O livro reúne artigos e conferências que o autor proferiu ao longo da carreira, textos em que ele – sem descurar da informação – cede também ao pitoresco e à ironia, na linhagem dos grandes cronistas. Ao discutir, por exemplo, a preservação do patrimônio histórico em Juiz de Fora, o escritor saiu-se com esta: “A Igreja nunca pôde ser acusada aqui de simpatizar com a política de preservação”.

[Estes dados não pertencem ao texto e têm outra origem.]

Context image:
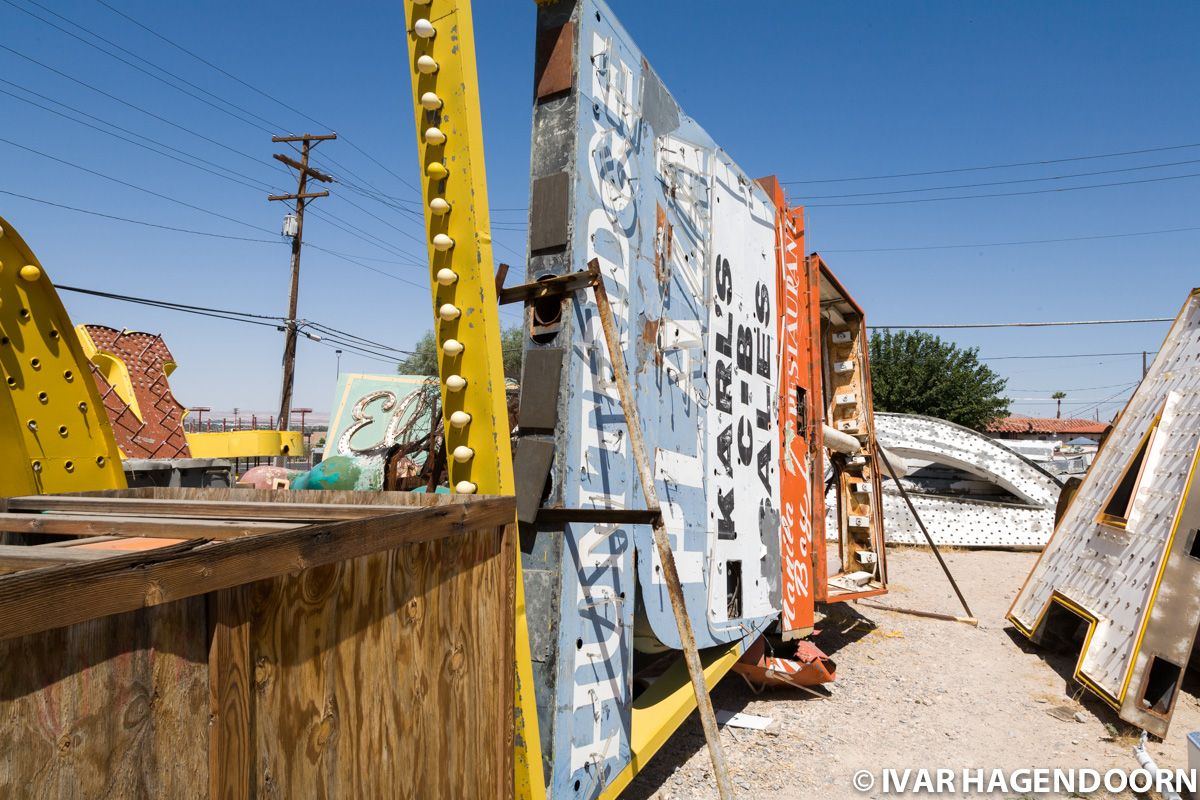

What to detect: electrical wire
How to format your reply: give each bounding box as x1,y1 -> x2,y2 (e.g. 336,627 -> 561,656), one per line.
979,350 -> 1154,361
1075,381 -> 1140,416
0,43 -> 280,174
0,134 -> 271,233
87,0 -> 420,193
0,0 -> 276,134
54,283 -> 287,327
0,190 -> 280,245
804,173 -> 1200,209
0,84 -> 282,192
792,157 -> 1200,200
777,141 -> 1200,186
866,317 -> 1175,331
821,227 -> 1200,253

Dom Pedro II, que algumas vezes veio a Juiz de Fora, é lembrado, entre outras, nesta passagem, que flagra o imperador relevando uma desfeita de um de nossos republicanos: “João Nogueira Penido foi aquele que ao receber o diploma na Escola de Medicina no Rio de Janeiro fez breve reverência diante do Imperador, mas se recusou a beijar-lhe a mão. Teria o diploma cassado pelo diretor José Matos Jobim, se o próprio Dom Pedro não interviesse para revogar o castigo”.

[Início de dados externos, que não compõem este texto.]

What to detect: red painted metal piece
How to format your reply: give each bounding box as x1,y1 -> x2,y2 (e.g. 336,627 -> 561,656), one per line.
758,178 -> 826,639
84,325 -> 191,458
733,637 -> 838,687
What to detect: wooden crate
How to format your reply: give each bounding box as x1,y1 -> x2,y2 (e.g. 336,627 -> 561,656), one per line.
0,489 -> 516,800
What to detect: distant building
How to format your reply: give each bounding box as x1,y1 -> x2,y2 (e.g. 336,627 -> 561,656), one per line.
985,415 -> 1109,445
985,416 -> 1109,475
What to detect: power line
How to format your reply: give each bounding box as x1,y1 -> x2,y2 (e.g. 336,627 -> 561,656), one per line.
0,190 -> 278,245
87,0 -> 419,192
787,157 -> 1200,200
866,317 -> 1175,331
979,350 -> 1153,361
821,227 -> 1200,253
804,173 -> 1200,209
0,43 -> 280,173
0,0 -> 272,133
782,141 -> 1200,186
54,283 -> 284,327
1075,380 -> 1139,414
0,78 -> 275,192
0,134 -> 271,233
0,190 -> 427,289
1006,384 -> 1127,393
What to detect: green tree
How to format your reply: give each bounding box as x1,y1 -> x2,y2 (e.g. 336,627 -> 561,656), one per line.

Os nascidos aqui, como eu, é possível que viajando pela obra se sintam como verdadeiras testemunhas de situações relatadas. Ao falar dos italianos em Juiz de Fora, Cid lembra a figura de Ercole Caruso, que, na esquina da Halfeld com a Getúlio, era visto pelas manhãs na banca sendo reverenciado pelos conterrâneos: “Beijavam-lhe a mão direita, dirigindo-lhe poucas e medidas palavras em voz baixa. Nada mais que o necessário. De fato, muitos dos recém-chegados deviam àquele chefe o primeiro teto, a primeira mesa, o primeiro emprego de jornaleiro. Não era pouco. Tudo permitido, menos a ingratidão”. Fico feliz em ver o Caruso virando história, pois, juntadas as economias semanais de secundarista, foi com ele que adquiri minha primeira coleção de romances brasileiros e portugueses, já na época, vendidos em bancas.
Saboroso capítulo é o que trata do pessimismo em Juiz de Fora, a ponto de o prefeito Mello Reis ter confessado ao escritor que o mais difícil na administração seria combater a baixa autoestima das pessoas. Seria uma espécie de síndrome do juiz de fora? Quem nos nomeia nada fez pelo município, exceto nomeá-lo – e sua biografia não o coloca no rol das personagens veneráveis.
Ainda falando sobre o pessimismo, Cid, com sua verve bem-humorada, relata a propósito da chegada da família a Juiz de Fora: “... meu pai subiu a rua principal daquela Vila Ideal para receber, em um armazém, as chaves da pequena casa que havíamos alugado. O senhorio era dono desse armazém. Pois os dez minutos em que ali permaneceu foram suficientes para meu pai ouvir três coisas que nunca mais deixaria de ouvir nos outros 50 anos em que viveria aqui: esta Câmara é a pior de todas, o Tupi está em crise, o comércio não está vendendo merda nenhuma...”.
José Lemos Monteiro da Silva. Leopoldo Krieger. Frederico Carlos Hohne. Franz Hochleitner. Luiz Forte Bustamante Sá. Já ouviu o leitor alguém falar dessas personalidades? Pois todas elas são pessoas importantes e têm seu nome ligado diretamente a Juiz de Fora, mesmo que não tenham nascido aqui. Wilson Cid faz um relato da trajetória desses e de muitos outros, que, por via de seu livro, poderão, enfim, ganhar as páginas da wikipedia. O juiz de fora (lembram-se?) é Luiz Forte Bustamante Sá, que, no Rio de Janeiro, foi provedor da fazenda dos defuntos e ausentes, onde se mostrou “pouco cuidadoso com os cofres da instituição, deixando-os vazios”.
O entrelaçamento da história juiz-forana com a do Brasil, embora feito com leveza, não priva o leitor de valiosas e bem contextualizadas informações, que vão se distanciando das margens literais de nosso Paraibuna, chegando mesmo, em precioso capítulo, a indagações filosóficas sobre o inalcançável mistério da divindade, assim descrito por Santo Agostinho e citado pelo jornalista: “Não temos como dizer o que é Deus; se Ele for inteligível à razão do homem então não é mais Deus”.
Enfim, ‘À margem do Paraibuna’ é uma obra de textos independentes que vai – à força do estilo e das informações apresentadas – fisgando o leitor e tornando-o dependente de sua integralidade. Vale a pena conferir.